As perguntas, todas amenas e aparentemente surgidas de uma pauta elaborada pelo estagiário de plantão, eram feitas sorrindo, enquanto a câmera mostrava o entrevistado com os olhos brilhando e um sorriso mais largo ainda. Teatro de roteiro pobre, interpretado por péssimos atores.
Jornalistas desinformados
A principal pergunta que deveria ter sido feita, caso o programa fosse sério, tem origem numa investigação realizada pelo Ministério Público e divulgada há duas semanas (ver matéria do blog do Noblat).
O MP apurou que o amistoso Brasil x Portugal, disputado na cidade-satélite do Gama, em 19 de novembro, foi realizado através da contratação de uma empresa fantasma, a Ailanto Marketing Ltda. Para organizar a partida no Distrito Federal, que marcou a inauguração do estádio Bezerrão, o governador Arruda – que se afirma como ‘moderno’ – autorizou o pagamento de 9 milhões de reais a uma empresa cujo endereço fica no Rio de Janeiro e não possui sequer telefone.
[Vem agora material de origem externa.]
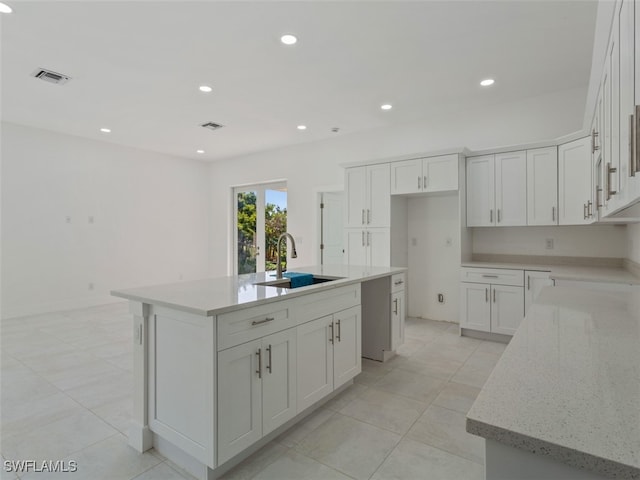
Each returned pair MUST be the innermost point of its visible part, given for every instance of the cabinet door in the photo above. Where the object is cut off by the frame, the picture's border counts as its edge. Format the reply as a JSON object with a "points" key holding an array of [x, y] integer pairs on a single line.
{"points": [[397, 319], [278, 379], [355, 182], [475, 306], [534, 283], [378, 242], [239, 399], [511, 189], [574, 182], [314, 361], [406, 176], [355, 245], [507, 308], [440, 174], [347, 354], [480, 191], [542, 186], [378, 206]]}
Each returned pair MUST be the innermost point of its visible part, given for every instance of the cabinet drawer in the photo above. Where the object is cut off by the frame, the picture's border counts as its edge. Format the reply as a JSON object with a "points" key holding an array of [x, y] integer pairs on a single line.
{"points": [[310, 307], [249, 324], [397, 282], [497, 276]]}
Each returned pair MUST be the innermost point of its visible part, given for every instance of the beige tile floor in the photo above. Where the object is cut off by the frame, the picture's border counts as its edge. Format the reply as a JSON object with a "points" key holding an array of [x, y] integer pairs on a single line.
{"points": [[65, 381]]}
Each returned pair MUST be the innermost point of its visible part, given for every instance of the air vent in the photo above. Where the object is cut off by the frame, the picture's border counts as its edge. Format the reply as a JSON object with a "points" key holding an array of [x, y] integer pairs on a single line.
{"points": [[212, 126], [52, 77]]}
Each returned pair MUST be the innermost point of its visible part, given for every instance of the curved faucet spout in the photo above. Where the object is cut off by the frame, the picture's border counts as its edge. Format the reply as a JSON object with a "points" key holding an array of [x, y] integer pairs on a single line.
{"points": [[294, 254]]}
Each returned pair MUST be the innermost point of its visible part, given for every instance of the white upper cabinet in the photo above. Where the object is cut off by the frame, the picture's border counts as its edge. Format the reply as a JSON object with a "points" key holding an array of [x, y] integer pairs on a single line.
{"points": [[497, 190], [575, 203], [368, 196], [542, 186], [480, 191], [511, 189], [432, 174]]}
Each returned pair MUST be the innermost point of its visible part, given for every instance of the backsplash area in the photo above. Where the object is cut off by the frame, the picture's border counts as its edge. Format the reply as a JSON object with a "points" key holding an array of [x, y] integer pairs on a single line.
{"points": [[606, 241]]}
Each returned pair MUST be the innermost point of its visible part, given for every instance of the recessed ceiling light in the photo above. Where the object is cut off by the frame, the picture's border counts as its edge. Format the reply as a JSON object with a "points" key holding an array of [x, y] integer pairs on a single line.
{"points": [[288, 39]]}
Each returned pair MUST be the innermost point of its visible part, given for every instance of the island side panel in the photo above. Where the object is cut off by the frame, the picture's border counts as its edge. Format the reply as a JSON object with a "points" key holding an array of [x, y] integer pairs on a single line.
{"points": [[140, 436]]}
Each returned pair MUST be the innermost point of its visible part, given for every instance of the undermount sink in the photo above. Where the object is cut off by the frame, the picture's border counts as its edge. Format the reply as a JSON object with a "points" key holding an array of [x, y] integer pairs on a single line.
{"points": [[286, 283]]}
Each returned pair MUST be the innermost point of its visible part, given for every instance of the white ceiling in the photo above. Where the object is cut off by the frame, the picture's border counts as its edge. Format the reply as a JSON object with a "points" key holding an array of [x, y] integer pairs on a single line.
{"points": [[136, 66]]}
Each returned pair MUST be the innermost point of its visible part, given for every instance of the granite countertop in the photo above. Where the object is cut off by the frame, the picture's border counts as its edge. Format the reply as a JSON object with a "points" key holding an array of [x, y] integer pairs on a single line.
{"points": [[212, 296], [568, 384], [584, 273]]}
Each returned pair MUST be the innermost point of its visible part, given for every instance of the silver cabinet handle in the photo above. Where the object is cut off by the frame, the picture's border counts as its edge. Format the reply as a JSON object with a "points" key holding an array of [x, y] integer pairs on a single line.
{"points": [[632, 146], [269, 364], [259, 371], [260, 322]]}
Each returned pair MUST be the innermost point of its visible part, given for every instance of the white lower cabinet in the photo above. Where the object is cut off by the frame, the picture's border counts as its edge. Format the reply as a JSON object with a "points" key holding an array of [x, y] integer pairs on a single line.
{"points": [[329, 355], [257, 390], [535, 281], [494, 302]]}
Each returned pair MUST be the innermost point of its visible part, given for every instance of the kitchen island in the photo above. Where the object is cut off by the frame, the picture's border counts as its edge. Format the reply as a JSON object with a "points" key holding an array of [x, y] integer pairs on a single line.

Pior: Arruda desconsiderou um parecer da Procuradoria Geral do DF, que apontou as possíveis ilegalidades envolvendo a Ailanto. Mais: durante a conversa com os amigos da Band, Arruda elogiou enfaticamente a sua Procuradoria, citando-a como exemplo de ‘excelência’ do funcionalismo público. Nem diante da deixa perfeita, os entrevistadores – coitados, devem estar muito ocupados para se informarem – não perguntaram sobre este caso que, tal qual o balaio de escândalos do governo da tucana Yêda Crusius (RS), será abafado solenemente pela grande mídia (Leia sobre o caso aqui, aqui, aqui e aqui). Ou alguém tem dúvida disso?
Confissão
Durante a entrevista, Arruda também confessou aquilo que todas as pedras do Planalto Central já sabem: Gilmar Mendes, presidente do STF, fez o que a oposição no Congresso Nacional não havia conseguido até agora: chamou a atenção para a ‘ilegalidade’ e o caráter ‘revolucionário’ do MST.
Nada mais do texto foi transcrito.